Valeant will sell Paragon in its entirety to a newly created entity, Paragon Companies LLC, headed by the former president of Paragon, Joe Sicari. Under the settlement, Paragon Companies also will acquire the assets of Pelican Products LLC – a contact lens packaging company that Valeant acquired after its purchase of Paragon – that is the only producer of FDA-approved vials used for shipping some GP lenses.
According to the complaint, Valeant’s acquisition of Paragon eliminated competition between Valeant and Paragon for the sale of FDA-approved buttons used for three types of GP lenses: orthokeratology lenses, large-diameter scleral lenses, and general vision correction lenses.
The acquisition combined the two largest manufacturers of GP buttons, accounting for more than 70 percent of U.S. sales across all three button types.
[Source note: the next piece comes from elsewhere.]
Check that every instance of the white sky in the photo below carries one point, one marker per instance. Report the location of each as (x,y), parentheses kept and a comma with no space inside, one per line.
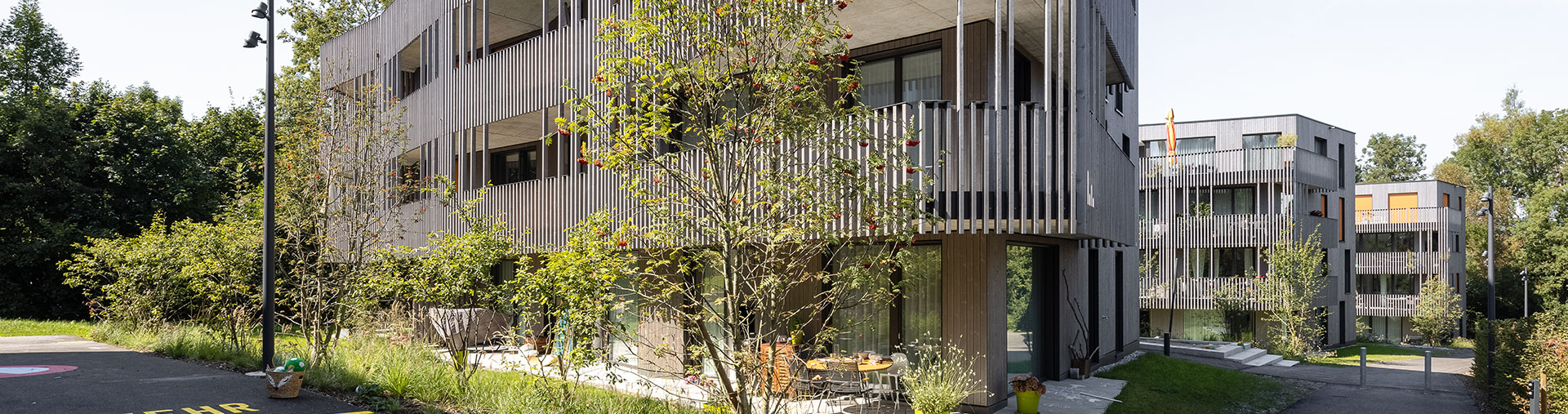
(187,49)
(1416,68)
This allowed Valeant to exercise market power unilaterally in each button market by increasing prices, reducing volume discounts, decreasing innovation, and reducing product distribution options, according to the complaint.
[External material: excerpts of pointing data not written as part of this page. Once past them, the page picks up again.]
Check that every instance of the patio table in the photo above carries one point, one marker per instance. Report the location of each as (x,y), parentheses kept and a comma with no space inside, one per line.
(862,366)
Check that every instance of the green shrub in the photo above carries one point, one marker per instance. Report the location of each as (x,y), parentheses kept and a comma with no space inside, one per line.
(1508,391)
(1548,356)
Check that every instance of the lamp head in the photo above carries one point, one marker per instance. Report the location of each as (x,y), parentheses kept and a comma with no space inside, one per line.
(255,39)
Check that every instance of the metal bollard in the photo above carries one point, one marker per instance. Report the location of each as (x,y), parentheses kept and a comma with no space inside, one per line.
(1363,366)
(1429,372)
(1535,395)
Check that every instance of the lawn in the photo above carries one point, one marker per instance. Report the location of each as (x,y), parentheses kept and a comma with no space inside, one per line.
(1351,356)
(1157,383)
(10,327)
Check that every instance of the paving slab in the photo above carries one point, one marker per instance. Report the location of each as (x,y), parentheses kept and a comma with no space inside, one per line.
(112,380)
Under the terms of the proposed consent order, within 10 days after the order becomes final, Valeant is required to divest Paragon in its entirety, including the Pelican assets. Further details about the consent agreement are set forth in the analysis to aid public comment for this matter.
The agreement will be subject to public comment through Dec. 7, 2016, after which the Commission will decide whether to make the proposed consent order final.